Four vessels were dispatched to visit the islands and to cruise along the coast in both directions. One hundred and sixty men were sent back to Chagres to convey supplies to the troops in garrison there, and to inform them of the great victory. Daily companies of two hundred men, one party relieving another, were sent out to explore the region around. They returned every night with a group of pale and trembling prisoners, and with mules laden with treasure. These unhappy captives were tortured to compel them to reveal where treasure, of which they knew nothing, was concealed. The father, the mother, the maiden daughter, and the child were alike stretched on the bed of torture. Neither innocence, beauty, nor virtue afforded the female captive any protection.
A pauper Spaniard, not much more than half-witted, wandered, during the confusion, into a rich man’s house, stripped off his rags, and clothed himself in costly linen with breeches of bright red taffeta and a coat of silk velvet.
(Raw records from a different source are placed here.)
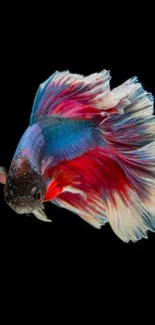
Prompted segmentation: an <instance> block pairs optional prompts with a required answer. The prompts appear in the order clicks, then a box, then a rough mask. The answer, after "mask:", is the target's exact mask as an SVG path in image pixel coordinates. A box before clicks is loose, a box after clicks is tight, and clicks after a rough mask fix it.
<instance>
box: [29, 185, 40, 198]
mask: <svg viewBox="0 0 155 325" xmlns="http://www.w3.org/2000/svg"><path fill="white" fill-rule="evenodd" d="M31 194H32V195H33V198H34V200H35V201H40V199H41V191H40V190H38V189H37V187H33V189H32V191H31Z"/></svg>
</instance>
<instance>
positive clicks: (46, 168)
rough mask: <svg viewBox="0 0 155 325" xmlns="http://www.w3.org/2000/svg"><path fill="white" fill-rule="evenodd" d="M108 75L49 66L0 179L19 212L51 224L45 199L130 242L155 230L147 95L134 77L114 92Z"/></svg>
mask: <svg viewBox="0 0 155 325" xmlns="http://www.w3.org/2000/svg"><path fill="white" fill-rule="evenodd" d="M110 79H111V77H110V73H109V71H107V70H103V71H101V72H100V73H93V74H91V75H89V76H83V75H79V74H73V73H70V72H69V71H63V72H58V71H56V72H55V73H54V74H53V75H52V76H50V77H49V78H48V79H47V80H46V81H45V82H43V83H42V84H41V85H40V86H39V88H38V90H37V93H36V96H35V98H34V103H33V107H32V112H31V116H30V122H29V126H28V128H27V129H26V131H25V132H24V134H23V136H22V137H21V139H20V141H19V144H18V146H17V149H16V151H15V153H14V156H13V159H12V162H11V164H10V168H9V171H8V173H7V171H6V169H5V168H4V167H1V168H0V182H1V183H2V184H4V196H5V201H6V203H7V204H8V205H9V206H10V207H11V208H12V209H13V210H14V211H15V212H16V213H18V214H28V215H29V214H30V215H31V214H33V215H34V216H35V217H37V218H38V219H40V220H43V221H51V220H50V219H48V218H47V216H46V214H45V211H44V202H51V203H53V204H56V205H57V206H58V207H60V208H65V209H68V210H70V211H72V212H73V213H75V214H77V215H78V216H79V217H81V218H82V219H83V220H84V221H86V222H87V223H89V224H90V225H92V226H93V227H95V228H97V229H100V228H101V227H102V226H103V225H105V224H106V223H109V225H110V226H111V229H112V230H113V232H114V233H115V234H116V236H118V237H119V238H120V239H121V240H122V241H124V242H129V241H133V242H136V241H138V240H140V239H142V238H147V235H148V231H155V116H154V115H153V106H154V99H153V96H152V95H151V94H150V93H148V92H147V91H145V90H144V88H143V86H142V85H141V83H140V82H139V81H138V79H137V77H133V78H130V79H129V80H127V81H125V82H124V83H122V84H121V85H120V86H118V87H116V88H114V89H111V87H110Z"/></svg>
As he was foolishly strutting about admiring his finery, the pirates broke in, and seized him as their prize. They believed, or assumed to believe, that he was the master of the house, and demanded that he should inform them where he had concealed his treasure.
In vain he pointed to his rags and protested, by all the saints, that he had lived upon charity. There was nothing he could reveal. These cruel men stretched him on the rack. They dislocated his joints. They twisted a cord around his forehead, “till his eyes appeared as big as eggs, and were ready to fall out.” They hung him up by the thumbs and scourged him. They cut off his nose and ears and singed his face with blazing straw. Then with the thrusts of their lances they put him to death.
“After this execrable manner,” writes Esquemeling, “did many others of these miserable prisoners finish their days; the common sport and recreation of these pirates being these, and other tragedies not inferior to these.”